Los manifestantes llevaban la bandera de Palestina, mientras algunos portaban máscaras de Trump, y el primer ministro israelí, Benjamín Netanyahu, y el secretario de Estado de EE.UU., Marco Rubio.
Algunos participantes portaban grandes carteles y gritaban: “Donald Trump, vete al infierno”, lo que refleja un profundo escepticismo sobre las intenciones del mandatario estadounidense respecto al destino de Gaza.
Durante este acto, los manifestantes destrozaron un maniquí con la imagen de Trump y luego lo rociaron roja en su cuerpo, en señal de su complicidad en el genocidio que perpetra Israel contra los palestinos en el enclave costero.
Según las fuentes locales, varios manifestantes fueron empujados y arrestados por la policía.

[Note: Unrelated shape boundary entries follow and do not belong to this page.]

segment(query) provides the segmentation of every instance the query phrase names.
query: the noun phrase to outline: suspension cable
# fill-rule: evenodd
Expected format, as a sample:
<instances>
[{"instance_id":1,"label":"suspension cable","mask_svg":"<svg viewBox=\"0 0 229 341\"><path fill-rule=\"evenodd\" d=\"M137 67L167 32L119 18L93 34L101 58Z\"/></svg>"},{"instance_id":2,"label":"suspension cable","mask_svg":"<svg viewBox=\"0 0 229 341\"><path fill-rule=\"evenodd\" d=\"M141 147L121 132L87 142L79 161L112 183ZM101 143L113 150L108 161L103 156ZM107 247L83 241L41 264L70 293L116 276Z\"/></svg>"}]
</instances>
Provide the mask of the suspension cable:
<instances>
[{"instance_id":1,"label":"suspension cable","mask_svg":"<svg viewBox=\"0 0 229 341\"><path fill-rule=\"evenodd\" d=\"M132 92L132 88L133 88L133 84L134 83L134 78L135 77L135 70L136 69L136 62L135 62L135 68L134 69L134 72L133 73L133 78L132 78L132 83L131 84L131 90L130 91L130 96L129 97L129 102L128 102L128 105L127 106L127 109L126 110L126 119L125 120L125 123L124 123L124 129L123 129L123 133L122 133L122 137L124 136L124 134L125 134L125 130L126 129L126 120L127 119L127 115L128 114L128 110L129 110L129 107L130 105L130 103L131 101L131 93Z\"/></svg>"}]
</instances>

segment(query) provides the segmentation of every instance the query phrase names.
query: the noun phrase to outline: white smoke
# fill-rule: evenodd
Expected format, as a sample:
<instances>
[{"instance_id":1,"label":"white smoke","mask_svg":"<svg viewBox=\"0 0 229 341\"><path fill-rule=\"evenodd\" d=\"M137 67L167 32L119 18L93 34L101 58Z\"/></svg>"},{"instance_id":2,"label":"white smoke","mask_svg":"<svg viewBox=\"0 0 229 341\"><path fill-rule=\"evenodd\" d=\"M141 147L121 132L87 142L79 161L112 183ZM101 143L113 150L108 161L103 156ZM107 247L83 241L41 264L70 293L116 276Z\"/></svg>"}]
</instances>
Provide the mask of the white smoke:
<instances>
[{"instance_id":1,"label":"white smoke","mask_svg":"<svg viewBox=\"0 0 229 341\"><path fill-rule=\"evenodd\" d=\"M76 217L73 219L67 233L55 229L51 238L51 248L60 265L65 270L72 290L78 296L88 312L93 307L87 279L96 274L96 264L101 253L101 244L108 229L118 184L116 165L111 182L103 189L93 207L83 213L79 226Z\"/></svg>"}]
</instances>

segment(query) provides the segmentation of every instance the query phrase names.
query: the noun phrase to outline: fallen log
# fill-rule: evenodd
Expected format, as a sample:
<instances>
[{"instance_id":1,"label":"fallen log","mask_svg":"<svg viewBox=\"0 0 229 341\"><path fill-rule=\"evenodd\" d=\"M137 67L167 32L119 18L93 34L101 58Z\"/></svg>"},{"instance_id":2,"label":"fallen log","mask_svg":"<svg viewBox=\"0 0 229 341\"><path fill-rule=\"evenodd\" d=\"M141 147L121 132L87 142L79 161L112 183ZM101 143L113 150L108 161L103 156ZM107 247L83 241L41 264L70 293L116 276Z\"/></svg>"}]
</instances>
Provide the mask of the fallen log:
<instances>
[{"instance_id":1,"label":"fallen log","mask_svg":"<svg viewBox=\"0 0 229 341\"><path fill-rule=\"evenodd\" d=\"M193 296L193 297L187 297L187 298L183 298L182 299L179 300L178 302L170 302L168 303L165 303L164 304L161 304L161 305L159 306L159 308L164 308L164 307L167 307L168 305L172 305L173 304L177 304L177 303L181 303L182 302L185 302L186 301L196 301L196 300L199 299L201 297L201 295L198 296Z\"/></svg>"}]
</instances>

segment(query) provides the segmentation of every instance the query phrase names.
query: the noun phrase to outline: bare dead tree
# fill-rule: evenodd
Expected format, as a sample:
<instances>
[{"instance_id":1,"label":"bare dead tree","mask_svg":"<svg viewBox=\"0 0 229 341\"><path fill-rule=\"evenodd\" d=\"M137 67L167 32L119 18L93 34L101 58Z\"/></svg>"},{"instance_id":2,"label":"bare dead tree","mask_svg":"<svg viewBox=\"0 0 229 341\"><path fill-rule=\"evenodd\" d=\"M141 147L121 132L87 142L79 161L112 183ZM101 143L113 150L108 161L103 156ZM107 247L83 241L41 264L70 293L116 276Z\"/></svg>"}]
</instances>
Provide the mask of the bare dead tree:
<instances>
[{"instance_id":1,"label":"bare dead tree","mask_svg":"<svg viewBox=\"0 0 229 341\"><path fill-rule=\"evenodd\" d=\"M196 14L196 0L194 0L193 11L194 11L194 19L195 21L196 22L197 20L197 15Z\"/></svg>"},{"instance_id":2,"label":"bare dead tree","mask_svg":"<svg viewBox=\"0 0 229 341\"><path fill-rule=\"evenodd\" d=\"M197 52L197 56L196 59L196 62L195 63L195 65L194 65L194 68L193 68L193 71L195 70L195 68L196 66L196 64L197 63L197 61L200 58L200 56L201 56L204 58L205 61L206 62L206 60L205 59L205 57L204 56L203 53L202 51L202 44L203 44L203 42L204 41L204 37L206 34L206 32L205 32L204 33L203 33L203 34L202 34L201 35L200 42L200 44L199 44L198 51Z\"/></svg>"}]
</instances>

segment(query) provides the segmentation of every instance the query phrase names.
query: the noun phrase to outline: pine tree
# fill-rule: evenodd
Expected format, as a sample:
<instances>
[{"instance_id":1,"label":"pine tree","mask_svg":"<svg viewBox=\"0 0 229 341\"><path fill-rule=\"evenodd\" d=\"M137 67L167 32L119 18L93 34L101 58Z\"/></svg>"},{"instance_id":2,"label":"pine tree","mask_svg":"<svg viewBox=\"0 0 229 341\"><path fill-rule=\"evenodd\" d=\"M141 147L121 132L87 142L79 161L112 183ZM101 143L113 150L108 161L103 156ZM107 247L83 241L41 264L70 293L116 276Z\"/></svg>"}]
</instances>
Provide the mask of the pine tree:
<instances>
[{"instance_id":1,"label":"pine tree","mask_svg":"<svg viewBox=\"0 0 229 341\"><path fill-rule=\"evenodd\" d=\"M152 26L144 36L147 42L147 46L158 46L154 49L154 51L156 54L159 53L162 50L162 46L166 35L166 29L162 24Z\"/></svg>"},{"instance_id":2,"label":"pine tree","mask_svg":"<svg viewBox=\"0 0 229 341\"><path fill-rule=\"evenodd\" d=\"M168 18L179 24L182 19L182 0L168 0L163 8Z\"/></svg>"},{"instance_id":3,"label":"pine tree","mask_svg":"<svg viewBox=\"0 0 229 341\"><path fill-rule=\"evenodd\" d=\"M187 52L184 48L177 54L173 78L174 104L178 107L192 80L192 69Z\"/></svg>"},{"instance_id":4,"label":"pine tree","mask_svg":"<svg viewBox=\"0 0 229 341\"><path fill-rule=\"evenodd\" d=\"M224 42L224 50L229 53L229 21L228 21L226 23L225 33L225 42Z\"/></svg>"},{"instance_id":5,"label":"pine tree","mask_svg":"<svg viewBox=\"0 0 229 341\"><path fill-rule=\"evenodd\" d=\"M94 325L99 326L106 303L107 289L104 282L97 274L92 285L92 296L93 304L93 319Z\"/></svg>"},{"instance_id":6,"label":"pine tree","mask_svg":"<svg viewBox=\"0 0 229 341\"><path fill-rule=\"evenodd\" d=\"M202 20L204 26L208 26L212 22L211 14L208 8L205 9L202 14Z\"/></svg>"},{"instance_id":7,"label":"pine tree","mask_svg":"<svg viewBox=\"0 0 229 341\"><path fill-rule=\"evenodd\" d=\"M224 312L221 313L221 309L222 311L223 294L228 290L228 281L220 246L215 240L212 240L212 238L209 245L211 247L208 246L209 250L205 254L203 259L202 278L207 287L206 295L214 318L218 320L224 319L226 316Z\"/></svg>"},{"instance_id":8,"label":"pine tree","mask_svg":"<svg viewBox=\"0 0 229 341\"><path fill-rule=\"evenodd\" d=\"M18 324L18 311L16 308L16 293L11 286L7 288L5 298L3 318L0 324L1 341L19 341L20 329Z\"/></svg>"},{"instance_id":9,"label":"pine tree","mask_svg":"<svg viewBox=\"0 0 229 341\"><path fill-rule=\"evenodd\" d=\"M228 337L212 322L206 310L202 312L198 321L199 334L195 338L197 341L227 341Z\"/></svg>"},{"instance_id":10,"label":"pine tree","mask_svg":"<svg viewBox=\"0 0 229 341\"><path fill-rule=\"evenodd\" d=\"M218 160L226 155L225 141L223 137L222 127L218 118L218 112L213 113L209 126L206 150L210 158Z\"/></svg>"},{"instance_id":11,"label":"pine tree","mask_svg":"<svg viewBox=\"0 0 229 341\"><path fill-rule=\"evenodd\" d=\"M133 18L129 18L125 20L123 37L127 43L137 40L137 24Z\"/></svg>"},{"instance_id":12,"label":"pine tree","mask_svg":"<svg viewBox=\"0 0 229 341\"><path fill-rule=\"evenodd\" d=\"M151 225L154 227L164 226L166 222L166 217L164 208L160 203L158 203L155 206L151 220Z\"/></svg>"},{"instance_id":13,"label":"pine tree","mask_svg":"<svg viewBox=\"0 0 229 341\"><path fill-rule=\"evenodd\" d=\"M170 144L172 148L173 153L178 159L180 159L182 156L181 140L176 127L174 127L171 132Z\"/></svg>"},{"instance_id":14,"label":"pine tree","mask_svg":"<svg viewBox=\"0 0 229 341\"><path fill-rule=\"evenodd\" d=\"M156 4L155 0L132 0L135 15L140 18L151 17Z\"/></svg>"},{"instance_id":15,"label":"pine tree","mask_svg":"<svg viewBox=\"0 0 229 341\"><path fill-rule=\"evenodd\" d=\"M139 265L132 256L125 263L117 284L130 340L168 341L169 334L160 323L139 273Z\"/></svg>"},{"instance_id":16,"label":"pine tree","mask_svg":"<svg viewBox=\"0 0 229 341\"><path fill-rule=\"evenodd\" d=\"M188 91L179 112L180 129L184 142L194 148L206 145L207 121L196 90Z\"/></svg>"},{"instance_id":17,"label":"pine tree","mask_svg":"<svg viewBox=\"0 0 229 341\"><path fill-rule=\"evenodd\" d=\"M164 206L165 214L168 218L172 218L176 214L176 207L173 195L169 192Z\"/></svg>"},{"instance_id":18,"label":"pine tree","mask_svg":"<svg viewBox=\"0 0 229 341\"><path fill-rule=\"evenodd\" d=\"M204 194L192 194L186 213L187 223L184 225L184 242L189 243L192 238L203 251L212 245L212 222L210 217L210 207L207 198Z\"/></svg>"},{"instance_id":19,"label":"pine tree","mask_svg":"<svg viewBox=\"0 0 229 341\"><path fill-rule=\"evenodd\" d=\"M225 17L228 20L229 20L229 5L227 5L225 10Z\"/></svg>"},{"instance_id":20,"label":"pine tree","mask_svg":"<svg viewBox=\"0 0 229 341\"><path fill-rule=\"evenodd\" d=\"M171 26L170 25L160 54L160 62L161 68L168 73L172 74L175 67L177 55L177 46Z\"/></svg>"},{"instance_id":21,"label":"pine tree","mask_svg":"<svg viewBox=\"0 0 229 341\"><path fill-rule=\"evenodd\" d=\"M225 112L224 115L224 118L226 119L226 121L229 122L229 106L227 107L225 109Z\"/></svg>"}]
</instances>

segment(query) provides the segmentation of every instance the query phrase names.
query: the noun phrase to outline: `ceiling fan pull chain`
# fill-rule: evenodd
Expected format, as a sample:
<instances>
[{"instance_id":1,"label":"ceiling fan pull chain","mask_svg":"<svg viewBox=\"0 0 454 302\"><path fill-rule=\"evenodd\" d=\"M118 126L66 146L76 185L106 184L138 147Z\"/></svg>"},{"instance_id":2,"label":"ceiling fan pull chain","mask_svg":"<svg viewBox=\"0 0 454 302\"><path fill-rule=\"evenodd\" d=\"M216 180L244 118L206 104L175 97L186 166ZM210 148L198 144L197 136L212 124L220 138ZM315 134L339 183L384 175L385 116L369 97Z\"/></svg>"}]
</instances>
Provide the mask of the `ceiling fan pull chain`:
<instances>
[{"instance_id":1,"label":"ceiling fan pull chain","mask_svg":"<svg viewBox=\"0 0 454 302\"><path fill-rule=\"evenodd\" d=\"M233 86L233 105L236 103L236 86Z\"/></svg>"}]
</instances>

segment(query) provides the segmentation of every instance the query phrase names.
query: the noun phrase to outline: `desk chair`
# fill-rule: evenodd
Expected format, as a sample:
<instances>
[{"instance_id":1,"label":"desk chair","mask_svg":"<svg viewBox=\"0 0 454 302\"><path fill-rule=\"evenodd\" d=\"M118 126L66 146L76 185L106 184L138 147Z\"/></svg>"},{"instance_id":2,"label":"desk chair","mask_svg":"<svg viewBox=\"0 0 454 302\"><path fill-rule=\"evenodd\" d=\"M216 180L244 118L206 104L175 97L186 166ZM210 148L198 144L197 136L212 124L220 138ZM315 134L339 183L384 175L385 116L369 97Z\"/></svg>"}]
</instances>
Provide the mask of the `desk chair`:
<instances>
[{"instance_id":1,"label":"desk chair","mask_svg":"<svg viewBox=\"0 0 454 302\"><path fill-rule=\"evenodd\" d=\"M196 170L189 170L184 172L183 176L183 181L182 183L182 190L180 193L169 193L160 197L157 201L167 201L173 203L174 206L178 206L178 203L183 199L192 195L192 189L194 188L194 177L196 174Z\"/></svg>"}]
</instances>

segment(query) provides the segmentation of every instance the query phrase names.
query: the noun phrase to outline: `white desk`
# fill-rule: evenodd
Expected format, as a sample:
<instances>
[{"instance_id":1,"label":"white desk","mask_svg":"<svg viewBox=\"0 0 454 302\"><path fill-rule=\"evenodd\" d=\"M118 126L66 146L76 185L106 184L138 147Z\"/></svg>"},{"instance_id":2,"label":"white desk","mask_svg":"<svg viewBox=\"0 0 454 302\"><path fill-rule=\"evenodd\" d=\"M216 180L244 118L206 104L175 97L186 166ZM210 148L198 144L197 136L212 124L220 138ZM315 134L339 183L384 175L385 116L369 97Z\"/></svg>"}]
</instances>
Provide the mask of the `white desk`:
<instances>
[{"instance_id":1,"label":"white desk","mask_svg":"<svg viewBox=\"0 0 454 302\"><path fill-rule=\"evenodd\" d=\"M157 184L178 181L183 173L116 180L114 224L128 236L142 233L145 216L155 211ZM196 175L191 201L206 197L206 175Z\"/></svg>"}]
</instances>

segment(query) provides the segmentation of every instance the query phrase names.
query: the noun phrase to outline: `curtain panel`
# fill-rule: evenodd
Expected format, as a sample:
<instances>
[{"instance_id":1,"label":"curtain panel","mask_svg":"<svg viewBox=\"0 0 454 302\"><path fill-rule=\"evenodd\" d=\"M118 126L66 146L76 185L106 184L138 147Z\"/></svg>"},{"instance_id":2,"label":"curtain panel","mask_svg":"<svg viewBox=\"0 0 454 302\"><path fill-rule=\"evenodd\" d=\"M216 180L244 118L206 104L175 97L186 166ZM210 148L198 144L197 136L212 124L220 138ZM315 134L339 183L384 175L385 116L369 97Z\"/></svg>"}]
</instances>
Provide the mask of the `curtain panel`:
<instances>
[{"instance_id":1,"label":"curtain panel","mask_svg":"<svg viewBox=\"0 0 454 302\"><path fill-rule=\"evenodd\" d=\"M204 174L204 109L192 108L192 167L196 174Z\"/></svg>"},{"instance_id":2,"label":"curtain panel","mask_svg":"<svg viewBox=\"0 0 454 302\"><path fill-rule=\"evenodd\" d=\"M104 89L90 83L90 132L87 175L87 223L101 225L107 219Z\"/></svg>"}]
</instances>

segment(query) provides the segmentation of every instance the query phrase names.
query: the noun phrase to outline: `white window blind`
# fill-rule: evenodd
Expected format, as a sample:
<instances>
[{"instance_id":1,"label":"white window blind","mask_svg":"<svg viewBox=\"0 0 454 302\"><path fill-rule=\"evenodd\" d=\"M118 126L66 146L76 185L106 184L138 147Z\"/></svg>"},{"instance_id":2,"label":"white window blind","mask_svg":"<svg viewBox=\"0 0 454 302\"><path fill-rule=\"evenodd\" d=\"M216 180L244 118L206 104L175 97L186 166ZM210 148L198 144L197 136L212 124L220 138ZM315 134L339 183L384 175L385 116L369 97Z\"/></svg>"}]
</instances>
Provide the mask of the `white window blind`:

La Junta de Paz, el organismo diseñado inicialmente por el equipo de Donald Trump para supervisar el alto el fuego y la transición en la Franja de Gaza, y reconvertido después en un experimento inédito e indefinido aún para competir con la ONU en la resolución de conflictos por todo el planeta, ha sostenido este jueves una primera reunión con la presencia de al menos 20 países en Washington, D.C., en medio del genocidio israelí que ha asesinado a más de 72 000 palestinos desde el pasado octubre de 2023.